En gagnant moins, les femmes risquent de basculer dans la précarité à court terme, mais aussi à long terme, puisqu’elles mettent ainsi moins d’argent de côté pour leur retraite. « Il faut voir quelles sont les ententes entre les membres du ménage », analyse prudemment Eve-Lyne Couturier. La chercheuse remarque tout de même qu’au Québec, l’union libre (qui protège moins la personne la moins rémunérée du couple – souvent une femme – que le mariage) est plus répandue qu’ailleurs au Canada.

Le temps plein plébiscité

Signe que le travail à temps partiel exerce un attrait relatif, alors qu’il y a de plus en plus de femmes sur le marché du travail, un pourcentage toujours plus élevé d’entre elles choisit de travailler à temps plein.

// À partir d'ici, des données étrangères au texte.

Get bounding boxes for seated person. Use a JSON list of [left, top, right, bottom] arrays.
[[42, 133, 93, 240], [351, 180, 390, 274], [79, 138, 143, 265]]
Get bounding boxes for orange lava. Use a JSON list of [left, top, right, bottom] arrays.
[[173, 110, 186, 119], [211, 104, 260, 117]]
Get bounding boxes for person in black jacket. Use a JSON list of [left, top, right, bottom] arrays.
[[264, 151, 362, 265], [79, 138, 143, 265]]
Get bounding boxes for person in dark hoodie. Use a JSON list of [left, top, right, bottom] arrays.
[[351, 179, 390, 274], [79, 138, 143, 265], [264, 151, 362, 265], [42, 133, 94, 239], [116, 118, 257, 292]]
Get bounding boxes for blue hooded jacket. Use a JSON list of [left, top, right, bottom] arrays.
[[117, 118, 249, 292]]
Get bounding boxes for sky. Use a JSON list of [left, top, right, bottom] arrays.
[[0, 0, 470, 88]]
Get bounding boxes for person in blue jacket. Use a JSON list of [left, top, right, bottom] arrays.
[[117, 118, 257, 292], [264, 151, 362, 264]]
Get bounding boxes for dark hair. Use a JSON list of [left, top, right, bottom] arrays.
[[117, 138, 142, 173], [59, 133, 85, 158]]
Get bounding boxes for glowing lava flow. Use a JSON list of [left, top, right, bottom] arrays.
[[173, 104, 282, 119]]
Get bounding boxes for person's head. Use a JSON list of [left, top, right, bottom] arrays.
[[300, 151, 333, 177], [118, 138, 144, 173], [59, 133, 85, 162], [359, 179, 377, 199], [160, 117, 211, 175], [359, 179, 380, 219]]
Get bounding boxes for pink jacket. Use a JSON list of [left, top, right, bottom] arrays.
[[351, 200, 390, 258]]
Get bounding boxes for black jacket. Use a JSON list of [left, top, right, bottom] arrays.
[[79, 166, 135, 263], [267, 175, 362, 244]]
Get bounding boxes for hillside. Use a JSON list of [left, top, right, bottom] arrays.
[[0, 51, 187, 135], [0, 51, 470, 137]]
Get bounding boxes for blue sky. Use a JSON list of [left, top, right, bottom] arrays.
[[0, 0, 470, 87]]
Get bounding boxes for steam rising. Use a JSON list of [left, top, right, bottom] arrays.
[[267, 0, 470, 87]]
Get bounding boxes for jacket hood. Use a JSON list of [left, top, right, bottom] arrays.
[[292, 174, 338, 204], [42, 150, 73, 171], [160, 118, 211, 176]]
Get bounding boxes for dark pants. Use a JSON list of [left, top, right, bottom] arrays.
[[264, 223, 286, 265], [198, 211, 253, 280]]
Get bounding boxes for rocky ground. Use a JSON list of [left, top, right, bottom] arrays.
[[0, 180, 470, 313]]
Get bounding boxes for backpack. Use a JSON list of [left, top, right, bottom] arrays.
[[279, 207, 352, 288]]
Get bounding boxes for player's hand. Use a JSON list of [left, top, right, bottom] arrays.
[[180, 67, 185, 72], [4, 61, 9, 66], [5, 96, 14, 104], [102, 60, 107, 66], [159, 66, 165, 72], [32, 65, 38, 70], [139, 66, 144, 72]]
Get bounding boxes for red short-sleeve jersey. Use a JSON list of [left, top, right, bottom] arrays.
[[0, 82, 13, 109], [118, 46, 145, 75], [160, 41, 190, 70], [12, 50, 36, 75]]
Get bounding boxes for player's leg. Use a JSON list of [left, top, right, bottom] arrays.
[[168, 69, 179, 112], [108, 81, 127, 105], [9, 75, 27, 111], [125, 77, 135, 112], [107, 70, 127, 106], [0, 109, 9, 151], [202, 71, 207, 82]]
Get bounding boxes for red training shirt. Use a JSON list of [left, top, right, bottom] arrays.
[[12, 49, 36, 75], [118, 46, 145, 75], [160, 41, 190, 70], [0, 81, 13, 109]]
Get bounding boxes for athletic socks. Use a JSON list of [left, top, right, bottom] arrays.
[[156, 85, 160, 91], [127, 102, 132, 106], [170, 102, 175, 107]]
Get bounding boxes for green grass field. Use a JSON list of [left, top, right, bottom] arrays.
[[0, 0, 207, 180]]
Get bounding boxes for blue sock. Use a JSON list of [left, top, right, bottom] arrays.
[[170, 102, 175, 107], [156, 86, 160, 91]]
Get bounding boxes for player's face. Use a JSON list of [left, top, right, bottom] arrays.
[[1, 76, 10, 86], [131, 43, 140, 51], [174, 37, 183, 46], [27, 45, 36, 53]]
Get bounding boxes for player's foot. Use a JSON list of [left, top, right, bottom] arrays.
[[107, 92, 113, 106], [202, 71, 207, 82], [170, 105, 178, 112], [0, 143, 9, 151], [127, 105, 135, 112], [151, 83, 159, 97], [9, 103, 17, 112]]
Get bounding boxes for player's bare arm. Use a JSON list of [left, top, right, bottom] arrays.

C’était le cas de 87,2 % des Québécoises actives de 25 à 54 ans en 2022, contre 77,9 % en 1997, un chiffre maintenant plus élevé qu’ailleurs au Canada.

Ruth Rose pense que la mise en place de garderies à tarif abordable a joué un rôle dans cette progression, de même que l’évolution des mœurs. « Aucun politicien n’oserait dire aujourd’hui que les femmes doivent rester à la maison », donne-t-elle en exemple. À ce titre, le travail à temps partiel a constitué un facteur d’autonomisation il y a quelques décennies, mais surtout le début du chemin vers une participation pleine des femmes au monde professionnel.

« On voit, avec un mouvement comme Ma place au travail [qui revendique la création de places en garderie accessibles], que le choix d’une femme de s’émanciper à l’extérieur de la sphère familiale est reconnu comme valide, ce que je trouve remarquable », abonde Eve-Lyne Couturier. Avant de tempérer : « Encore faut-il que les places en garderie existent… »

Voilà certainement le coup de pouce dont les femmes ont besoin pour mettre leur emploi, qu’il soit à temps plein ou partiel, au service de leur émancipation : disposer des outils qui leur permettent de décider, comme Marie est capable de le faire, combien d’heures elles veulent travailler, indépendamment de leur situation familiale.